I'm always an advocate for paying attention to the wildlife close to your own home. It doesn't need to be a National or State Park to experience and watch wildlife. Learning about the biology of the animals around your neighborhood will help you to make observations you may have missed otherwise. This becomes even more important if your time is very limited due to a busy working schedule or other things in life that have temporarily higher priorities in life than photography.
Every year the House Wrens have a nest in a box between the flowers right in front of our home. It is a thrill for me to wake up in the morning by the beautiful trilling, flutelike melody the males use to attract a female. The first brood this year was no success. One day I found the bird box on the ground. It was just about the time when we expected the young ones to hatch. The nest box was probably pulled down by a raccoon. The good news is that the male found a female again that will incubate eggs (I don't know if it is the same one since the wrens are not always monogamous) .

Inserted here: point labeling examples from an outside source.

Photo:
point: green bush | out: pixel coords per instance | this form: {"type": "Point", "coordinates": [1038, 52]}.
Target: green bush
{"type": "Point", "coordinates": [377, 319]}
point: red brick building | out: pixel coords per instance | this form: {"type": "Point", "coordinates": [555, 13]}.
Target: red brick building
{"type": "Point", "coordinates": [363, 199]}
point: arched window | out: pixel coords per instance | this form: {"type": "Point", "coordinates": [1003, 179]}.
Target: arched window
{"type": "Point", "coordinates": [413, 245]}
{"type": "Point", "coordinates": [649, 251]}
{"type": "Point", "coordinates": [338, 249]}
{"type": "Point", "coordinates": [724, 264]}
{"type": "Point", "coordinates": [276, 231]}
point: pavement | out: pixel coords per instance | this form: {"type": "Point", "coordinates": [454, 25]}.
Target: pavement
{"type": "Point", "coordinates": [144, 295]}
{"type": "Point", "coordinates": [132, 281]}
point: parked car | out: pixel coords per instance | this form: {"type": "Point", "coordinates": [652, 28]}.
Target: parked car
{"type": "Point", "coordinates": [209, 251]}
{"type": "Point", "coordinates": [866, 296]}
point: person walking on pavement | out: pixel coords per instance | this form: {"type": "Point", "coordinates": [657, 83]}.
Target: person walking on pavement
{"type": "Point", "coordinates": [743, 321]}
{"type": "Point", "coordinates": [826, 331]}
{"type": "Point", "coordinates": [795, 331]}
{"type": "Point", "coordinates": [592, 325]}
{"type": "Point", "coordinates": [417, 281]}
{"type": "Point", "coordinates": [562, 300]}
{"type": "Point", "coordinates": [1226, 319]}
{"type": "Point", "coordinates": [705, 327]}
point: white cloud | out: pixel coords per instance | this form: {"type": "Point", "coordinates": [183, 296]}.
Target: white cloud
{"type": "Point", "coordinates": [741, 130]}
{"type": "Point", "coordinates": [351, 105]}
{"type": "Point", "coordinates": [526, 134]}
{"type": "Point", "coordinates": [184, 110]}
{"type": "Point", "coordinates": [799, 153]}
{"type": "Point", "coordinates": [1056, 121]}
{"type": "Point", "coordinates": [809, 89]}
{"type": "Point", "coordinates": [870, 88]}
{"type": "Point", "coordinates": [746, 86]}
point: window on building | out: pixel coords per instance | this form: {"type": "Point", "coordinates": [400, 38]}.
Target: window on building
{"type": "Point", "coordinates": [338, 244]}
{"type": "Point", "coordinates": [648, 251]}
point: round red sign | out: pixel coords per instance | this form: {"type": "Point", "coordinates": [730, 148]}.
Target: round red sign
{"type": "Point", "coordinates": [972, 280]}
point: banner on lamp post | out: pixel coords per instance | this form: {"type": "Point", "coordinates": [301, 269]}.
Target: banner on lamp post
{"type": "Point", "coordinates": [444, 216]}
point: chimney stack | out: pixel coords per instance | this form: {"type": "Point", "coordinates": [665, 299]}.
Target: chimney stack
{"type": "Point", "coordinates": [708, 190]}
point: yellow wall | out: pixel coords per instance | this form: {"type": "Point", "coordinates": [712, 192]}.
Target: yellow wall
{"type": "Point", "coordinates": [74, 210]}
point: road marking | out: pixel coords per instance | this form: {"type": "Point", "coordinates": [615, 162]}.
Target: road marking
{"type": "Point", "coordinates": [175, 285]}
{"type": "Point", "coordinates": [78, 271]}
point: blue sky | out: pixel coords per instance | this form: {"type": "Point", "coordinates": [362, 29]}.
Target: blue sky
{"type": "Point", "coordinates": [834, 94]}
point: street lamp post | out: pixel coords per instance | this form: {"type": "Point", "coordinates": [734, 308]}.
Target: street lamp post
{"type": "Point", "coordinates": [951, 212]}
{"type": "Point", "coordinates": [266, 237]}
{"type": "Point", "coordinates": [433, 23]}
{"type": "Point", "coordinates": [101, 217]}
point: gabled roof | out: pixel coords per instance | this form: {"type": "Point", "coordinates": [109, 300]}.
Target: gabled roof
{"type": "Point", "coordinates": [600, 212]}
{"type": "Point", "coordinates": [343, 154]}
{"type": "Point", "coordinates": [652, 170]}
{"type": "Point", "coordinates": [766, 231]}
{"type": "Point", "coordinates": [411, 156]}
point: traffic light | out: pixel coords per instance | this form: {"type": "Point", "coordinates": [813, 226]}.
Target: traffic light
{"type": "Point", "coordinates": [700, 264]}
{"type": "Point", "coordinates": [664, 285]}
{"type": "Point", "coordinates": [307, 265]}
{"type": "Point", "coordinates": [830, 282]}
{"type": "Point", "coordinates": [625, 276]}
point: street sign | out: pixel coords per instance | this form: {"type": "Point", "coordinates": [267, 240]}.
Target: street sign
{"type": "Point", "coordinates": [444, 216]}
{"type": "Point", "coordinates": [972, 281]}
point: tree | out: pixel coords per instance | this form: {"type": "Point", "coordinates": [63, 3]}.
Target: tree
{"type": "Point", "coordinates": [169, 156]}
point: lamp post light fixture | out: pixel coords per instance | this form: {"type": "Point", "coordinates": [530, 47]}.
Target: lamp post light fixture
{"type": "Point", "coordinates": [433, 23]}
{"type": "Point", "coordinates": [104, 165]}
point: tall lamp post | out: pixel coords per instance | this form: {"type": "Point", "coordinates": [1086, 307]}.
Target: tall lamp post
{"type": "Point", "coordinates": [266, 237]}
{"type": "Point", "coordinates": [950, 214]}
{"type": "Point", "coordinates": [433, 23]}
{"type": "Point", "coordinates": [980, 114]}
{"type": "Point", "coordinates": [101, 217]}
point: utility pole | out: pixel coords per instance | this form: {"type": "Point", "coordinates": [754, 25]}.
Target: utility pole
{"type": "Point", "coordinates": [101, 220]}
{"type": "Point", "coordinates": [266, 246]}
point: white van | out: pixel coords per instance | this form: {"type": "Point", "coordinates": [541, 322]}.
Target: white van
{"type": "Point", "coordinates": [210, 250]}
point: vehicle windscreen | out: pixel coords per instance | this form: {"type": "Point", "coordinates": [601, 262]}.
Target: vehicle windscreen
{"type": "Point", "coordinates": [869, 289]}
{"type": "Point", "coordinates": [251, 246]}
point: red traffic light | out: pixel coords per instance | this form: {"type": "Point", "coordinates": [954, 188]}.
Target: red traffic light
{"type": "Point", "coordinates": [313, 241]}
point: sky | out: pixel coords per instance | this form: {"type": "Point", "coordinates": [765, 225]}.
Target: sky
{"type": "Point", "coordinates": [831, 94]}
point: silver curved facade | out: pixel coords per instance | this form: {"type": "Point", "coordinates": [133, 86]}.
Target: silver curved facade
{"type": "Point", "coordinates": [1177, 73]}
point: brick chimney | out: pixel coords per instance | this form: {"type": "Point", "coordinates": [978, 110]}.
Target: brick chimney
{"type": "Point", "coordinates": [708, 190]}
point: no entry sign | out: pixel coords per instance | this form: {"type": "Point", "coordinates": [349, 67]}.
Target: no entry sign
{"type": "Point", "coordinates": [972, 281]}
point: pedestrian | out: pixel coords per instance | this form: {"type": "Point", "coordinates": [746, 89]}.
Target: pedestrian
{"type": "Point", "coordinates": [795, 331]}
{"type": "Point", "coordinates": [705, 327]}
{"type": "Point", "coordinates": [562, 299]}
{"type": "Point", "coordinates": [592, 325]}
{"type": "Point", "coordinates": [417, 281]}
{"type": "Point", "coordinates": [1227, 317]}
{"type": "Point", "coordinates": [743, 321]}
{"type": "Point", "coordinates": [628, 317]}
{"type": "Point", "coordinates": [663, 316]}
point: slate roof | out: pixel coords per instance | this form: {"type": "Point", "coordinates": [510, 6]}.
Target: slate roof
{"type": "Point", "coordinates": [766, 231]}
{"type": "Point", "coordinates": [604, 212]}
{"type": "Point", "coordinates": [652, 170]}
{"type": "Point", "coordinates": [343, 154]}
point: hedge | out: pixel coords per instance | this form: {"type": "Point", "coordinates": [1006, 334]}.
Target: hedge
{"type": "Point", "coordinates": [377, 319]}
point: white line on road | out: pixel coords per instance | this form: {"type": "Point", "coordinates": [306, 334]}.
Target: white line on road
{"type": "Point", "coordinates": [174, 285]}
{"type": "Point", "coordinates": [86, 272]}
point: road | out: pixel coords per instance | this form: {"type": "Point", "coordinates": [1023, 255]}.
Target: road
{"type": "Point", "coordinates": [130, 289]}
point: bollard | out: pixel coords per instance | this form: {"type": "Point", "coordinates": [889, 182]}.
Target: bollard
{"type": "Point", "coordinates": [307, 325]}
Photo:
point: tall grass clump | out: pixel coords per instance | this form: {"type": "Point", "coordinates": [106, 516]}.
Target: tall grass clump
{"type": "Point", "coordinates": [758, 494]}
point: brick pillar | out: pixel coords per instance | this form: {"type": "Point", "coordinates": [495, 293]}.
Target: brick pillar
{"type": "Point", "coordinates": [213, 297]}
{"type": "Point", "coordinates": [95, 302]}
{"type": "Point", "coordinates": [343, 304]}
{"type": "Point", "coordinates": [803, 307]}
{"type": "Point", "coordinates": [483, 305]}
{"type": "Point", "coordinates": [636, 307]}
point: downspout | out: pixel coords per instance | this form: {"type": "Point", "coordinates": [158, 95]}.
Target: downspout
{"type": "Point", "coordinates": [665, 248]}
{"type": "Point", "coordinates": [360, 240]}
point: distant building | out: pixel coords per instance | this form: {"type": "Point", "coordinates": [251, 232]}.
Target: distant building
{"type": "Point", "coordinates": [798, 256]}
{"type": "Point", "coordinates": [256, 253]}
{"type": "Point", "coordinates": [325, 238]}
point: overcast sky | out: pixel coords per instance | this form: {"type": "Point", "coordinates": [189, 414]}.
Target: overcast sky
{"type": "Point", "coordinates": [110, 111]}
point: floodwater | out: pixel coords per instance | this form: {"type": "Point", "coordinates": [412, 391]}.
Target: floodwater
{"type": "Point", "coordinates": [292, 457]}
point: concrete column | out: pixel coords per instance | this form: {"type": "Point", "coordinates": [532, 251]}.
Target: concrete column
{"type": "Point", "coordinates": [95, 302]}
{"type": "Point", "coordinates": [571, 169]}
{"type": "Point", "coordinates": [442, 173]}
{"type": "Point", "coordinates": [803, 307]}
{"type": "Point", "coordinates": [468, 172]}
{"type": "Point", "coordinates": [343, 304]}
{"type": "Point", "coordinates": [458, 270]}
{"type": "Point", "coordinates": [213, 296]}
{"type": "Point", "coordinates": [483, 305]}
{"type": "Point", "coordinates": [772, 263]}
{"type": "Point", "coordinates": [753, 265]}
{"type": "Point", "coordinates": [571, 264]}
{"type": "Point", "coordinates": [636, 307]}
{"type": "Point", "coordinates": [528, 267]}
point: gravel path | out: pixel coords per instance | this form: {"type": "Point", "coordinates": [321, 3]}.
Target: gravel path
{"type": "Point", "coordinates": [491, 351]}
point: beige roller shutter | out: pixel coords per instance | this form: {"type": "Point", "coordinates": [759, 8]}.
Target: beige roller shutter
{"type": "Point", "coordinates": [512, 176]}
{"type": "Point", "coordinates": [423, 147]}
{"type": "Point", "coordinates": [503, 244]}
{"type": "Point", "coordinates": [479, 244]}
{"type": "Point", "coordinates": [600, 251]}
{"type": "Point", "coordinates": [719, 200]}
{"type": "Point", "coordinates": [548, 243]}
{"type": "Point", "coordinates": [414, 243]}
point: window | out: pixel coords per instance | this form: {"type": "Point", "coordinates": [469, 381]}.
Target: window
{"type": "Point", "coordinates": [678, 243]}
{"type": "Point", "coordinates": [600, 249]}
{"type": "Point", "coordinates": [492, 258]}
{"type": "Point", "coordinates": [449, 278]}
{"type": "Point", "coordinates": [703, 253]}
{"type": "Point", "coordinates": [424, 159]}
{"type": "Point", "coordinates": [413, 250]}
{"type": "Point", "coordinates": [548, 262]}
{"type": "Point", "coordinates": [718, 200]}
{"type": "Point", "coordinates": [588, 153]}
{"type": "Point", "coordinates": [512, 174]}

Usually the males are quiet while the female sits on the nest, except if an intruder comes close to the nest box. However, whenever the female wren leaves the nest to get some food for herself, the male starts singing in a kind of gurgling outburst that is repeated in short intervals. The goal was to get a photo where the mandible is in fast motion but the eye and other parts of the bird a still sharp and in focus. The key for this picture was to shoot several bursts with 7 frames per second. Quite often the wren closed his eyes or there was simply too much motion of the whole bird. Nothing really big, but despite I was not able to invest much time in this little shooting session I'm happy with the result.